An Algorithmic and Social Introduction to Computer Science (CSC-105 2000S)

Describe an algorithm that you think would be useful for the Web.



This might not be very original, but I think that concept of having fields that a user can access and fill out that then return the information to the site author (like your survey) is a good idea. The algorithm that creates these things would have to tell the computer to save the information the user entered, send it in an intelligible form to the author, and clear the fields for the next person to enter text.


well, since i just filed my federal taxes online, i think a really neat algorithm was how all i had to do was fill in all these little boxes with the right numbers and it tallied everything up for me. that's an algorithm, right? because it's a formula. it actually takes the info you input and "computes" or does something with it. this is useful for all parties involved, assuming the algorithms are accurate, because i have to do less work (in the sense of adding and looking up tax tables myself), there is less of a chance of paper being lost (in the mail, on a desk, etc), and i'm assuming the data is then automatically entered for the government! again, less risk of human error. that's funny though, now that i think about it. how we want to minimize human actions because we assume humans are more prone to error. that's probably not necessarily true though, given the fact, as we've seen over and over again in this class, that computers are made and programmed by humans, which makes them inherently susceptible to error as well!


I think that there are several useful algorithms I would like to know about for the web. I am very interested in what you can do with words in the multimedia sense. I would like to be able to write an algorithm for having a word move on the page in a pattern direction when it is opened. [something like move word, ("Hello"), in pattern X.] I would also like to be able to write an algorithm for have a piece of text appear and disappear (fade in/fade out) on a timer. [something like fade word, ("Title"), on timer X (30/min.).>] I suppose this is along the same lines as blinking text, but that effect is annoying and advertisement-like. These aspects would allow a user to create pages with greater visual appeal. Hopefully, I'll get to learn more today, and get to experiment with these types of visual word manipulations using Javascript to code these algorithm ideas.


I was recently logged onto one of those travel websites, and it didn't seem to have a logout button or anything, so I just left the site without logging out. When I happened to go back to the site later, it said "Welcome back, Jeana!" Which was kind of disturbing, because basically anyone could go and access my account (with the exception of credit card info page - the only page that's actually secure). So anyway, because of this, I think that a useful algorithm for the Web would be one that would automatically log you out of a site (if it required logging into, of course) if you left it without doing so.


An algorithm that universally recognized data fields and automatically entered the proper information into those data fields after the user properly entered the information into the algorithm. An example is an application for an internship or job. Most of the questions asked on many different applications are similar.

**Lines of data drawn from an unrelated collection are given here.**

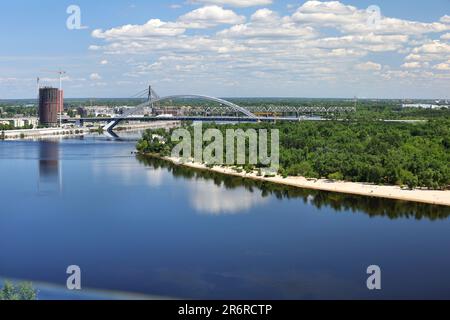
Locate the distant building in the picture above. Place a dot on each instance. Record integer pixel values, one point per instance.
(20, 122)
(425, 106)
(51, 103)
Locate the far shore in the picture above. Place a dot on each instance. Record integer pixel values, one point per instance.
(436, 197)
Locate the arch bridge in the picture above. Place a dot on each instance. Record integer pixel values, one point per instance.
(251, 114)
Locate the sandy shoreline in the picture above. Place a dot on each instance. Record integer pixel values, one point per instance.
(388, 192)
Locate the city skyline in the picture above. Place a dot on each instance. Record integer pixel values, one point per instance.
(230, 48)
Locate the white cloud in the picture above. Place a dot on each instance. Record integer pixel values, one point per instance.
(296, 49)
(353, 20)
(445, 19)
(95, 77)
(210, 16)
(442, 66)
(235, 3)
(369, 66)
(264, 16)
(411, 65)
(152, 28)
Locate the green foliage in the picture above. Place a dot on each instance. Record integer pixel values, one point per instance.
(405, 154)
(23, 291)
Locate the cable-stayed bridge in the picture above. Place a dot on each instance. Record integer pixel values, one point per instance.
(215, 110)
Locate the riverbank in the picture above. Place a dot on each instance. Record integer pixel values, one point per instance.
(72, 132)
(435, 197)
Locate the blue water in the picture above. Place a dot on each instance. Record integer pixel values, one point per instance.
(147, 228)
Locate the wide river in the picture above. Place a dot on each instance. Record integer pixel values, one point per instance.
(146, 227)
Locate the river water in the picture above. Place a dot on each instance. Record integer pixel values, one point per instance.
(147, 227)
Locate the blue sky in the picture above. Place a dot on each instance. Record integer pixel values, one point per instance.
(228, 48)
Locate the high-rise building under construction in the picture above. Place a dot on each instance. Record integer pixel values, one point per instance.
(51, 102)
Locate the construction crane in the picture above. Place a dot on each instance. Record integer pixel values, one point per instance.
(60, 73)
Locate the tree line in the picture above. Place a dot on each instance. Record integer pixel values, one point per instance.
(413, 155)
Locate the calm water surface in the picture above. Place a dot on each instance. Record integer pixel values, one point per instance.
(144, 226)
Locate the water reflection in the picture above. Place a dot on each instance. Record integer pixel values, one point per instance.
(50, 175)
(207, 198)
(374, 207)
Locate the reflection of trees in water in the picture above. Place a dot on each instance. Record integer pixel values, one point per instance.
(374, 207)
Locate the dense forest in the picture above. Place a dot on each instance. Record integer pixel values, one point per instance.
(413, 155)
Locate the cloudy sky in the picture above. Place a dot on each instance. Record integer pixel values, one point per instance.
(229, 48)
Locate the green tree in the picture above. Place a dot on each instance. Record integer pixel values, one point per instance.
(23, 291)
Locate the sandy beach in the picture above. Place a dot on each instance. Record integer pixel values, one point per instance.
(436, 197)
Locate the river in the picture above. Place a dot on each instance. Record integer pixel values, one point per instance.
(147, 227)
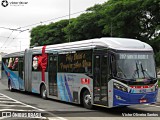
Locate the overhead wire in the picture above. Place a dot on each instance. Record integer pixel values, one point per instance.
(41, 22)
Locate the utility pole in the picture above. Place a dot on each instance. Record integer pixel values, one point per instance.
(69, 16)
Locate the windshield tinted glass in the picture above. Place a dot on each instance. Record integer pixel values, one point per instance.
(135, 66)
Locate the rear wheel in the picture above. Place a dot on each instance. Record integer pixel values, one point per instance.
(87, 100)
(43, 92)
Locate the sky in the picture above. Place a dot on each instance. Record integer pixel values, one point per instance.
(22, 15)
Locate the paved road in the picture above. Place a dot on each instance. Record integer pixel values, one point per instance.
(57, 110)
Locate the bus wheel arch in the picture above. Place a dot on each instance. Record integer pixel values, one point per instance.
(85, 98)
(43, 91)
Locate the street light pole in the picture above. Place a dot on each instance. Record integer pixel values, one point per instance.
(69, 16)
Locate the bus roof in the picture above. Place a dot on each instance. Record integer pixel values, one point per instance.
(107, 42)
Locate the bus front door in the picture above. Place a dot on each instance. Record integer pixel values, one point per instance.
(52, 74)
(20, 73)
(100, 79)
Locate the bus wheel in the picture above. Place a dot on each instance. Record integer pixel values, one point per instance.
(10, 86)
(87, 100)
(43, 92)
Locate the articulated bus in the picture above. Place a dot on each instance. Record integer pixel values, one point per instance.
(108, 72)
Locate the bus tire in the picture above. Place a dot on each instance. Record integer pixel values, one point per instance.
(87, 100)
(10, 86)
(43, 92)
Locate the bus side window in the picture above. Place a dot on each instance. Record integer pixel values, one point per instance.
(113, 65)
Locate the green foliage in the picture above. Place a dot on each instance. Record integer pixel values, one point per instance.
(49, 34)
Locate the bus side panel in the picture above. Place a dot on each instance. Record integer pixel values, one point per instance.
(69, 86)
(28, 70)
(37, 80)
(13, 77)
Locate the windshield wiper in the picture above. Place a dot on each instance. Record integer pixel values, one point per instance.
(121, 71)
(144, 71)
(136, 71)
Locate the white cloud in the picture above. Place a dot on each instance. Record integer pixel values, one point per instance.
(34, 12)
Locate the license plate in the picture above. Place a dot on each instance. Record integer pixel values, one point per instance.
(143, 101)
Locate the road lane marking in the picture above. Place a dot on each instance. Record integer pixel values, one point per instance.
(152, 105)
(55, 117)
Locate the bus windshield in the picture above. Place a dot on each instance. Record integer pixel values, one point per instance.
(136, 66)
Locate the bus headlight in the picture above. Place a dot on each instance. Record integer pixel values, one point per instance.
(119, 87)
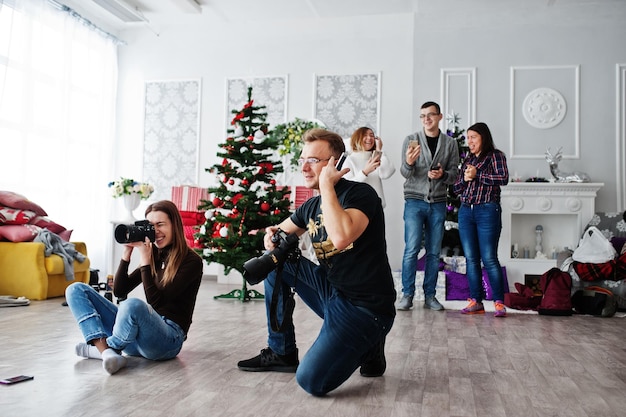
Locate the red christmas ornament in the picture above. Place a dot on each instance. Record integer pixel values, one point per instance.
(236, 198)
(217, 202)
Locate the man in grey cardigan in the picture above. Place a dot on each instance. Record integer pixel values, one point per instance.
(430, 162)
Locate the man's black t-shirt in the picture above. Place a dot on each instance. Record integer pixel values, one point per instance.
(360, 272)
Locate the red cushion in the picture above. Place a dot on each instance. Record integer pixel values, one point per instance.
(15, 200)
(9, 215)
(19, 233)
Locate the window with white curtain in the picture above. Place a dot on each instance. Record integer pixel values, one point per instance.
(58, 80)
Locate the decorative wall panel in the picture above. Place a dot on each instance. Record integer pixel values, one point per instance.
(458, 95)
(171, 135)
(545, 111)
(346, 102)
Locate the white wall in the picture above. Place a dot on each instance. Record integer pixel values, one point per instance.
(410, 51)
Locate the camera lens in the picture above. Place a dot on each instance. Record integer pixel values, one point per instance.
(125, 233)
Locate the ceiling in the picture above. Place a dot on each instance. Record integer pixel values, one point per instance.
(163, 13)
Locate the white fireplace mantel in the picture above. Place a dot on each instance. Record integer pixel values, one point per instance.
(562, 209)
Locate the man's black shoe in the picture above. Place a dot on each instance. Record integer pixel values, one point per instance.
(270, 361)
(375, 363)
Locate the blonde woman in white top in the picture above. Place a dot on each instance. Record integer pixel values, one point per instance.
(367, 162)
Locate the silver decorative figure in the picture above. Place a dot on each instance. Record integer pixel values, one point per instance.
(553, 161)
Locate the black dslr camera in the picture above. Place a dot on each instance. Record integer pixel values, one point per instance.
(127, 233)
(256, 269)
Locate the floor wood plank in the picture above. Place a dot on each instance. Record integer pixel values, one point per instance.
(439, 364)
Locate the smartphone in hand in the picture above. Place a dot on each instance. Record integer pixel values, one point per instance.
(340, 161)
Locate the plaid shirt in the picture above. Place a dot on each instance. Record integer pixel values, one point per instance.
(491, 173)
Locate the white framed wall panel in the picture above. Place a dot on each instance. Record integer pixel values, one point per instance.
(171, 135)
(545, 111)
(270, 92)
(458, 95)
(346, 102)
(620, 139)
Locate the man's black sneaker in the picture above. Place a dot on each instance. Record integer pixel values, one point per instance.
(270, 361)
(375, 363)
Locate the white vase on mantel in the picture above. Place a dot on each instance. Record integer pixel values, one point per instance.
(131, 202)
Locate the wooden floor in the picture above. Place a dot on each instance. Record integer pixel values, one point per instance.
(439, 364)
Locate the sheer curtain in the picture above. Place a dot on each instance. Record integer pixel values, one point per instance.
(58, 80)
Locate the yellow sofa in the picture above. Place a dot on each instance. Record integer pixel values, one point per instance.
(26, 272)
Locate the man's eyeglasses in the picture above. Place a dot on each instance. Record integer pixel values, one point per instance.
(310, 161)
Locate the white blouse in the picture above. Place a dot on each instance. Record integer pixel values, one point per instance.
(356, 161)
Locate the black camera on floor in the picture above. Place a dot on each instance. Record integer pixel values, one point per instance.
(256, 269)
(127, 233)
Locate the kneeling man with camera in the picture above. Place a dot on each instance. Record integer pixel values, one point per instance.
(350, 287)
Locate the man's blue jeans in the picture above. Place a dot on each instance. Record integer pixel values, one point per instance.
(422, 219)
(133, 327)
(479, 229)
(348, 332)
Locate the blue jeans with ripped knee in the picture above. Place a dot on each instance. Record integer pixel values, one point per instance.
(134, 327)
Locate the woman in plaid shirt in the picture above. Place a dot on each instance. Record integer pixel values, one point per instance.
(480, 215)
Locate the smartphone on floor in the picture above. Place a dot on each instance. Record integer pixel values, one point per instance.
(16, 379)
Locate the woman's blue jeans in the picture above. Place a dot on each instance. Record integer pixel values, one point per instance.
(348, 332)
(479, 229)
(422, 219)
(133, 327)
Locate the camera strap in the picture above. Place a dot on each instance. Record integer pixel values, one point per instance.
(290, 304)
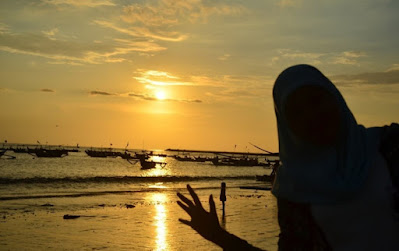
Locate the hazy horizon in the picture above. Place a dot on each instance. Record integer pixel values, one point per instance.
(184, 74)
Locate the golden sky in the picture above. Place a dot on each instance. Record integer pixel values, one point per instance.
(192, 74)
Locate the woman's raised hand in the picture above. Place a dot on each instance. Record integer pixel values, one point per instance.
(205, 223)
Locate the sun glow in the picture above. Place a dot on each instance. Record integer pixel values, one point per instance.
(161, 214)
(160, 95)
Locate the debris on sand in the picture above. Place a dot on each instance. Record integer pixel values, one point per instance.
(47, 205)
(130, 206)
(70, 216)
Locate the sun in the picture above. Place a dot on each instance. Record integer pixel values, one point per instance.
(160, 95)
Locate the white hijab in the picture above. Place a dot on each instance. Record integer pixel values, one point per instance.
(311, 174)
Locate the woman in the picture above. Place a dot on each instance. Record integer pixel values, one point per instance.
(334, 189)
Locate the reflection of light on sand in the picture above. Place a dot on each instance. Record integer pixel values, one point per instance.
(160, 221)
(157, 185)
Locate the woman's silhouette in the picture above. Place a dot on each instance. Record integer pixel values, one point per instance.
(337, 186)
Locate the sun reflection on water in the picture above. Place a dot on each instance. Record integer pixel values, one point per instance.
(161, 242)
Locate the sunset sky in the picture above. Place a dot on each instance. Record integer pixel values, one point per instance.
(189, 74)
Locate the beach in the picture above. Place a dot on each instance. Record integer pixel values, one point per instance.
(124, 212)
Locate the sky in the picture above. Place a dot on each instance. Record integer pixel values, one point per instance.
(195, 74)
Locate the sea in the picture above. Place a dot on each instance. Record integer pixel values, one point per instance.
(78, 184)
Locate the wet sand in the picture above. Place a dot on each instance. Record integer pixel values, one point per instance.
(150, 223)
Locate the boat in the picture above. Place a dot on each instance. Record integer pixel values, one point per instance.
(231, 161)
(50, 153)
(145, 164)
(102, 154)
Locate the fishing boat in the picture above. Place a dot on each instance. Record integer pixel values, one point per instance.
(102, 154)
(145, 164)
(231, 161)
(50, 153)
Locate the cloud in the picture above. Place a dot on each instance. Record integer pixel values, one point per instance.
(51, 33)
(153, 98)
(158, 20)
(47, 90)
(172, 12)
(80, 3)
(390, 77)
(143, 32)
(288, 3)
(69, 52)
(224, 57)
(296, 56)
(95, 93)
(141, 96)
(348, 58)
(159, 78)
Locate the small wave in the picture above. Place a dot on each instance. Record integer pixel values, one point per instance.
(117, 179)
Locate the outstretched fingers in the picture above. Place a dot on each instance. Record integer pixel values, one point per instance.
(212, 207)
(186, 222)
(184, 207)
(195, 196)
(185, 200)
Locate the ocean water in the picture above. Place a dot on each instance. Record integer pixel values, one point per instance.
(38, 190)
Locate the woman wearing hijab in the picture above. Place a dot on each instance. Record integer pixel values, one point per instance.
(337, 186)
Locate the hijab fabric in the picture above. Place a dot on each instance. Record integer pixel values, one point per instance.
(314, 174)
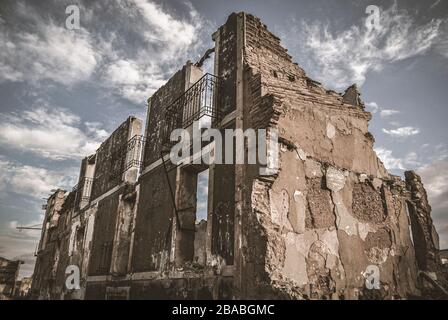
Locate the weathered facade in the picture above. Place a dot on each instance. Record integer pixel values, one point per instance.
(9, 270)
(307, 231)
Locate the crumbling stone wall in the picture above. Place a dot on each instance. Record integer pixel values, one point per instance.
(426, 240)
(9, 270)
(331, 210)
(307, 231)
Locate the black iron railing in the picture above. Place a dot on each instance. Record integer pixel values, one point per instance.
(199, 101)
(127, 156)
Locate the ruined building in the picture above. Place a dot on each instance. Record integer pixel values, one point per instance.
(307, 231)
(9, 270)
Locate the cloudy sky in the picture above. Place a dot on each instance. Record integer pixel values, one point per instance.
(63, 91)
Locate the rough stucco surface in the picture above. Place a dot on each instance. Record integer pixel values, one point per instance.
(325, 216)
(310, 230)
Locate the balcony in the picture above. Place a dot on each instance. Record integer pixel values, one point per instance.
(197, 103)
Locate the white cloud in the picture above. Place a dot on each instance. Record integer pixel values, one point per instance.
(49, 52)
(388, 112)
(402, 132)
(345, 57)
(389, 161)
(33, 181)
(167, 40)
(372, 107)
(50, 132)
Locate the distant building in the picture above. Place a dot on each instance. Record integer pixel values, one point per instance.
(312, 229)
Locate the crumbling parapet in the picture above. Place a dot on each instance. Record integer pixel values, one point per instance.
(310, 230)
(426, 239)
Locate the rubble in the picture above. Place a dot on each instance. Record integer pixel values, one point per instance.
(308, 231)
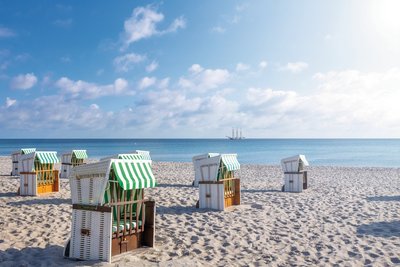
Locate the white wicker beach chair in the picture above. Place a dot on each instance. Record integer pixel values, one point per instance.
(295, 177)
(37, 173)
(71, 159)
(196, 164)
(218, 186)
(15, 156)
(109, 213)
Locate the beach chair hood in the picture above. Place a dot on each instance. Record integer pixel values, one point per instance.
(80, 154)
(294, 163)
(27, 150)
(230, 161)
(131, 174)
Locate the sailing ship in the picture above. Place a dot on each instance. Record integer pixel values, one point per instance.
(236, 134)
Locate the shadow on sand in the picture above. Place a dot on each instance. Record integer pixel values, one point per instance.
(51, 255)
(8, 194)
(178, 210)
(380, 229)
(260, 190)
(384, 198)
(41, 201)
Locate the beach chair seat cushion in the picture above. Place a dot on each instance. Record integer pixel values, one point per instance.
(126, 227)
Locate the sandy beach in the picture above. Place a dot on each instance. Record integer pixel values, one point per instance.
(347, 217)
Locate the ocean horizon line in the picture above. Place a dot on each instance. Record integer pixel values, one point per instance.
(205, 138)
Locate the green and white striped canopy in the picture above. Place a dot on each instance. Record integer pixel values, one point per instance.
(130, 156)
(145, 154)
(133, 174)
(80, 154)
(230, 161)
(27, 150)
(47, 156)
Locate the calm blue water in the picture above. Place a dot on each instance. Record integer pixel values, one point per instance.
(339, 152)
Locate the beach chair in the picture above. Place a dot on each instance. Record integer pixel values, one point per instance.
(110, 214)
(295, 177)
(196, 164)
(71, 159)
(218, 186)
(37, 173)
(15, 156)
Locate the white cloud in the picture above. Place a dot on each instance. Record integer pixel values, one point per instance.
(152, 66)
(24, 81)
(242, 67)
(201, 79)
(295, 67)
(196, 68)
(10, 102)
(147, 82)
(6, 32)
(91, 90)
(218, 29)
(163, 83)
(33, 115)
(179, 23)
(124, 63)
(263, 64)
(143, 24)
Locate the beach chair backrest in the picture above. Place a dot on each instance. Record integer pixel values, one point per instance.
(209, 167)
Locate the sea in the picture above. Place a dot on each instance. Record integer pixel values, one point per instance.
(319, 152)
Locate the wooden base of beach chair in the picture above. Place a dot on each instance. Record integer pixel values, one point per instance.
(146, 238)
(219, 194)
(50, 188)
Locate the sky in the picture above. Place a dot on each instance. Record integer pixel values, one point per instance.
(196, 69)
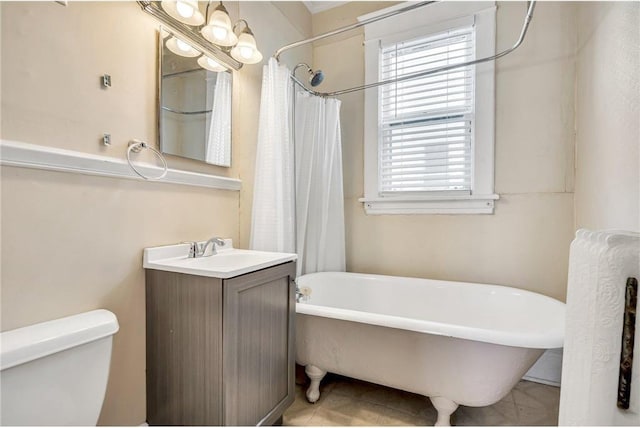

There could be a master list asking the user to input many different types of information. The user could locate an application, or any other document requiring an input of information, and activate the algorithm. The algorithm would then fill in the missing data on the application from the data input by the user. The algorithm might work: If the value equals names, then enter "Jeff" If the value equals email, then enter ""

Occasionally, there would be a field outside of the information the algorithm and the user would then have to insert that information on a case by case basis. After the application is complete, the algorithm could then scan the data for any data that was entered by the user and could use that information in the future. The algorithm might be: Search for all unknown values, if unknown value is found, add value and input to code of algorithm.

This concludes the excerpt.